She licked her lips. “We’re not making an antidote for it, Sebastian.”

Sebastian had to ask because he needed to hear the answer, because the place where his mind was going couldn’t be tolerated. “Then why are we getting a scientist from the cartel?”

Martha stepped between him and Joan. “This has all been discussed extensively, and a decision has been reached.”

“Why”—Sebastian raised his voice to a shout and pointed his finger at the window in a rough approximation of the direction of Carta—“are we getting a scientist from the cartel if we’re not making an antidote?”

“Because we are making a duplicate!” Hess snatched Sebastian’s hand out of the air and spun him around to face him. “Because I have decided that it is a weapon we need.”

Sebastian swallowed. He twisted his wrist around to grip Hess’s hand with his own and lowered his voice. “So, while I was still struggling to get back after being dosed with that poison, you decided you needed some for yourself?”

“This isn’t about you.” Hess tried to tug his hand back, but Sebastian held on.

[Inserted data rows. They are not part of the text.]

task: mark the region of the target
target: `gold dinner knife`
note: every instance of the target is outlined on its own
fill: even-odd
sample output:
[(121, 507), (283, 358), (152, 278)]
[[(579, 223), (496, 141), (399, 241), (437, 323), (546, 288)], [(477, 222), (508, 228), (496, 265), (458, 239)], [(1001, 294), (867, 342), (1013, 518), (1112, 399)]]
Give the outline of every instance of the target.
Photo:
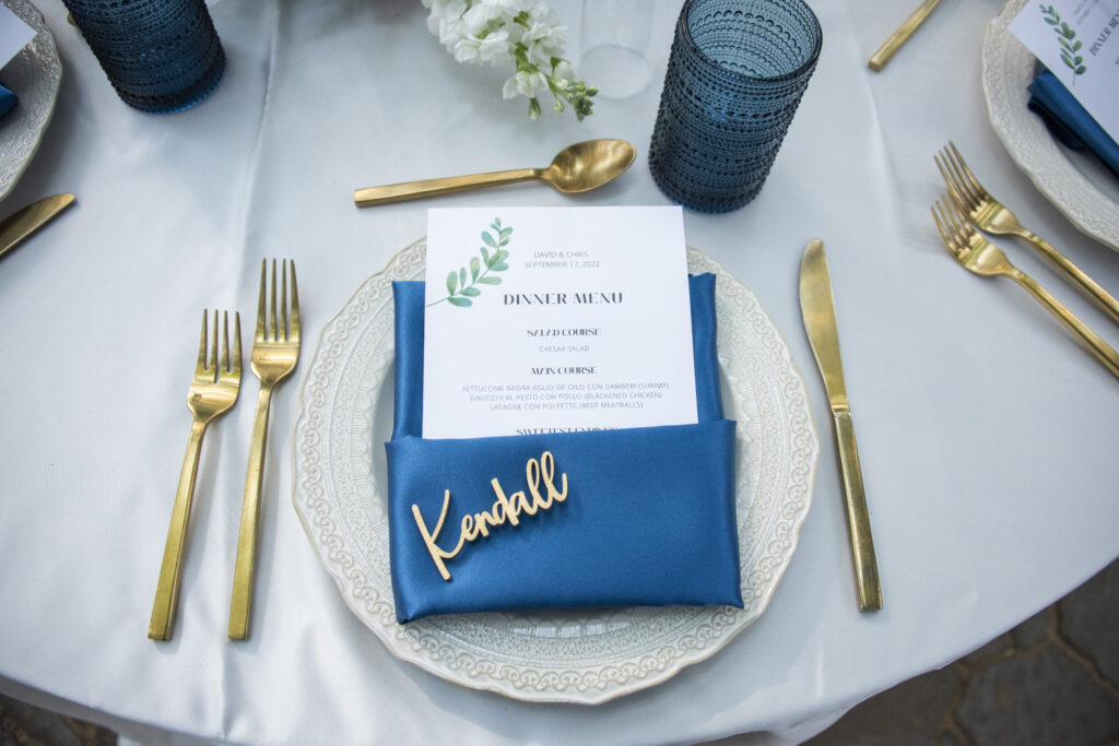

“It doesn’t have to be about me. It’s about Southern Tava, and Ralscoln, and everything we’ve been fighting for.”

“And what is it you think we’re fighting for?” Hess stopped trying to free his hand and pulled Sebastian closer to him, his grip hard and his face harder. “What is it exactly?”

“Something better,” Sebastian spat. “Something better than the invasion and the occupation. Something—”

“No, we—”

“That gas was the occupation, Hess! Don’t you get that?” Sebastian yanked himself out of Hess’s grip and looked at everyone else. “Don’t any of you get that?”

No one said anything, and revulsion rose in Sebastian’s throat.

“No, of course you don’t,” he seethed. “Because none of you have ever experienced it. None of you have ever even seen it. You’ve just sat here so pleasantly removed and decided you wanted it.”

“It’s not that simple,” Martha snapped.

“Maybe I didn’t describe it well enough for you,” Sebastian turned on her. “The fear and the treachery and the distrust and the violence, it was like the first decade of the occupation all rolled up into one little canister and unleashed on a people. We cannot do that.”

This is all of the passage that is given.